One of the things that struck me were Ed’s remarks about “representing” black people. If he’s the only minority person in the room and a racial issue comes up that nobody else notices, he feels a burden of responsibility to speak up. I can only imagine how exhausting this role must feel at times. A part of me wants to tell my friend, “Just be you and don’t carry around this burden to be Everybody; to always represent the minority point of view is just too hard—just be Ed.”
I cannot relate to this burden because I’m not required to carry it. I’m white. If I’m at the park and my kids misbehave, nobody looks at me and says, “Look at that white woman who can’t control her kids,” and walks away thinking, “those white people. Can’t they get it together?”
White privilege, —the ability to go about the day, the week, even the year without once considering matters of race—is something many of us white folks remain blissfully unaware of. That’s part of the problem. We don't even realize that some of the privileges we enjoy are related to the fact that we're white. We judge and criticize without ever once stopping to consider that maybe our opportunities in life were different from the start. And when we stay blissfully unaware of racial issues, things just slip by.
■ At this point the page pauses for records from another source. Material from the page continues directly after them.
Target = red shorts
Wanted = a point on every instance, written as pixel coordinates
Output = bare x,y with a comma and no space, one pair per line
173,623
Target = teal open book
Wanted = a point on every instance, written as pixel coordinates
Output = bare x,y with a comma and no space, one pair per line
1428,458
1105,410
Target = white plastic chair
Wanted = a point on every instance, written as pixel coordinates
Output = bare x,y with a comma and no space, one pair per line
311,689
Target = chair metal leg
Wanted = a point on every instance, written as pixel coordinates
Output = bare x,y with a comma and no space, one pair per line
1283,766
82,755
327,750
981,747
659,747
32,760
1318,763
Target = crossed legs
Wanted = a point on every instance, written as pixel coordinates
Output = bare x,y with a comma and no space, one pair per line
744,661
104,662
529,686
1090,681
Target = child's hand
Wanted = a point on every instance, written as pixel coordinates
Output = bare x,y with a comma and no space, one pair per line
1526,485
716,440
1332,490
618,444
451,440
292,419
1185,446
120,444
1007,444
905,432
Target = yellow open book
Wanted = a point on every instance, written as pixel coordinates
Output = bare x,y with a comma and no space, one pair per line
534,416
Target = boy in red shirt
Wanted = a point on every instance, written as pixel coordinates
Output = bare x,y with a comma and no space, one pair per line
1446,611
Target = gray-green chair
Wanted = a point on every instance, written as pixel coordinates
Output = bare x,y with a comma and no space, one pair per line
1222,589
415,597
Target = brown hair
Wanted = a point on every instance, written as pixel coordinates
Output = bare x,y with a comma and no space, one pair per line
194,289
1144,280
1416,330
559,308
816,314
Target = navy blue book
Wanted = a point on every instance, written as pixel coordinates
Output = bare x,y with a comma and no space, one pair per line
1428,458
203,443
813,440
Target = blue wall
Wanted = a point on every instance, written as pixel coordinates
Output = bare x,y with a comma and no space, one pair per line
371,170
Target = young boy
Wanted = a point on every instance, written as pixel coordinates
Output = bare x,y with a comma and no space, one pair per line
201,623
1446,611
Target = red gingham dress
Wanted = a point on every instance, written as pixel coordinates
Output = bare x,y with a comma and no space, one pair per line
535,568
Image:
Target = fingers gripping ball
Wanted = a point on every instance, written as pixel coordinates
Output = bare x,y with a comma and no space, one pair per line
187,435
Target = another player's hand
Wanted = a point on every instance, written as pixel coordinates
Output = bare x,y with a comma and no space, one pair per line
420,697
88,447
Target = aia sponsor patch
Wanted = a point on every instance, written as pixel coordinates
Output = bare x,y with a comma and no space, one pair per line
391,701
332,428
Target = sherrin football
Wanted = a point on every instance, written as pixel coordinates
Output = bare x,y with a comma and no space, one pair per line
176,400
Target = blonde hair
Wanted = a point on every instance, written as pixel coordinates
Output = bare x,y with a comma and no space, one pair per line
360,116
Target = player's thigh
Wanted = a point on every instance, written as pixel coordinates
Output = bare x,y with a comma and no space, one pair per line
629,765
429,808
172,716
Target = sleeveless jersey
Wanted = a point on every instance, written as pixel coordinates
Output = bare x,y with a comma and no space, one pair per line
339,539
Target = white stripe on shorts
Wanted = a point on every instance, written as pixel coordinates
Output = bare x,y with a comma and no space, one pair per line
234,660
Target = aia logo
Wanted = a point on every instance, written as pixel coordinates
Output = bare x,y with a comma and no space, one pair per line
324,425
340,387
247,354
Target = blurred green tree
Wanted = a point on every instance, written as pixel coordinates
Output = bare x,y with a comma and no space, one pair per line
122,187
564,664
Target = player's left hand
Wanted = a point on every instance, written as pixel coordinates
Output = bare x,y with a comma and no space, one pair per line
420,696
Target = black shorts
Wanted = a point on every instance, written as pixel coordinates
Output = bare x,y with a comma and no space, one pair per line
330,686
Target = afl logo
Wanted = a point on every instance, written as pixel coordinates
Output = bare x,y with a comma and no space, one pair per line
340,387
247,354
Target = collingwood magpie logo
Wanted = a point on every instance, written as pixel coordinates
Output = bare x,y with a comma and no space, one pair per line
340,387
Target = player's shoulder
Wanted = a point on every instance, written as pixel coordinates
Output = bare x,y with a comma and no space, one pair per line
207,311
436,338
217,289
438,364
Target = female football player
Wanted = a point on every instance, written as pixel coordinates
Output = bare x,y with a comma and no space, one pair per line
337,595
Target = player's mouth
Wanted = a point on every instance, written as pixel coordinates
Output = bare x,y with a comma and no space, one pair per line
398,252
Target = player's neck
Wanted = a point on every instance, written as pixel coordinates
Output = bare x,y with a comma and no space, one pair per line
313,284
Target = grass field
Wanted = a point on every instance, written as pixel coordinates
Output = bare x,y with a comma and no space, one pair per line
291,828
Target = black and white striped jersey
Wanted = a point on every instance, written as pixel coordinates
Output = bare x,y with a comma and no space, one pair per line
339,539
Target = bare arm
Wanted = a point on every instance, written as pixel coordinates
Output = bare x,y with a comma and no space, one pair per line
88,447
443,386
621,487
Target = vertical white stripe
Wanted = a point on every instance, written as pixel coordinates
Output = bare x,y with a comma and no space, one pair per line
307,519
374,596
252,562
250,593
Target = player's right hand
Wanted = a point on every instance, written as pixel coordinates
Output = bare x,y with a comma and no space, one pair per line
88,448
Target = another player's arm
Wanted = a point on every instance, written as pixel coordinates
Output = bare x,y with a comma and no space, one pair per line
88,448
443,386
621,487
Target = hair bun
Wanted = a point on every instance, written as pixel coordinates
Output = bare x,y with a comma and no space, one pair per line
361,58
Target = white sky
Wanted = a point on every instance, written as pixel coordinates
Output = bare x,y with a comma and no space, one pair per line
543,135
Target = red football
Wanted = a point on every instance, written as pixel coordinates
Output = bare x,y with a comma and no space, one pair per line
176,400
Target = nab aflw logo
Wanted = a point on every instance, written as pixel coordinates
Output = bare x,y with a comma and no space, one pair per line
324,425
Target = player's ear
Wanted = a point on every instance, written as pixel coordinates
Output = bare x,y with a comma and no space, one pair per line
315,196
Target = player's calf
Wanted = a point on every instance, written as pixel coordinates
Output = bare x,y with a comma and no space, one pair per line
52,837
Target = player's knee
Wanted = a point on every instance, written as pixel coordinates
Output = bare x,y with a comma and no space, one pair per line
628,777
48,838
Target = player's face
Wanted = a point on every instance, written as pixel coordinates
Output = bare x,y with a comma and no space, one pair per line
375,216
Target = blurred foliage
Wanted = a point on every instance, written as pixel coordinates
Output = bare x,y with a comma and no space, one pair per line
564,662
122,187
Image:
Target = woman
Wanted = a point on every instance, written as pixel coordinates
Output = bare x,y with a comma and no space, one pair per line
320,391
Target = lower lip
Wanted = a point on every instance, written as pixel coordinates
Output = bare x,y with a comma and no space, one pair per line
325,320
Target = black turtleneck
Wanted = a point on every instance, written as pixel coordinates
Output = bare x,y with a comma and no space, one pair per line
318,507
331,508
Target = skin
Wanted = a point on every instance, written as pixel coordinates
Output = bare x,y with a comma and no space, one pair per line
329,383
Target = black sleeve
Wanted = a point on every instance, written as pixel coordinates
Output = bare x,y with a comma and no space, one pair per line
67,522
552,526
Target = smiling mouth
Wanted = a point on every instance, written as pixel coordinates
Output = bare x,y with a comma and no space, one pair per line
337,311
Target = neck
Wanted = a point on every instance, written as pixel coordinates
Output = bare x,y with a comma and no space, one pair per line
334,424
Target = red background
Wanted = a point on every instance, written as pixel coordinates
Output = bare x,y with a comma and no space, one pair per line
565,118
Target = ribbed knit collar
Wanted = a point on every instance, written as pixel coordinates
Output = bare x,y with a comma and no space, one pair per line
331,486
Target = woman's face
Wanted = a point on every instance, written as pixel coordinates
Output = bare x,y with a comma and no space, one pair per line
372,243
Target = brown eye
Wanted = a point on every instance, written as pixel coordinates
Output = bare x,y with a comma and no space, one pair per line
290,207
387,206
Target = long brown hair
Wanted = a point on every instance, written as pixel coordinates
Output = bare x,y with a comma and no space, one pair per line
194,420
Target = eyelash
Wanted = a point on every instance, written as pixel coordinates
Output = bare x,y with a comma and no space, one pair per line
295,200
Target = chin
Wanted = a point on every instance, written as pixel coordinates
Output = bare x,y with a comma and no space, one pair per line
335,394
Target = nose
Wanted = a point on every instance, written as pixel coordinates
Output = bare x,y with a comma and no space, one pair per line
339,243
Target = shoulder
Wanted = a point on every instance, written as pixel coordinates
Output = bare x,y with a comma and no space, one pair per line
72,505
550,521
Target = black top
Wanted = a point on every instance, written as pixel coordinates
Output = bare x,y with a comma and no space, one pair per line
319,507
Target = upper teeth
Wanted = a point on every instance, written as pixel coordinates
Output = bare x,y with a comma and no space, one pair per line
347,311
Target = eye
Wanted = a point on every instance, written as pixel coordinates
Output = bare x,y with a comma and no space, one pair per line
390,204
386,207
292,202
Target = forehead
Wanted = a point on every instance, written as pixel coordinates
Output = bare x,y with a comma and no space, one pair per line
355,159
Like the dreadful VBS curriculum, Rickshaw Rally, and this skit, by Youth Specialties (who issued a public apology for the material and immediately pulled it).
We don’t think we’re racist. Really, we’re not. And yet this stuff keeps happening. (And when I say, “we,” I’m speaking collectively for all white people. It’s time we started taking responsibility for OUR own.)
So what’s the solution? In the church, what is the antidote to white privilege? I realize this is a big topic, and I fear I've grossly oversimplified the issue, but I'm interested in what others think on this topic.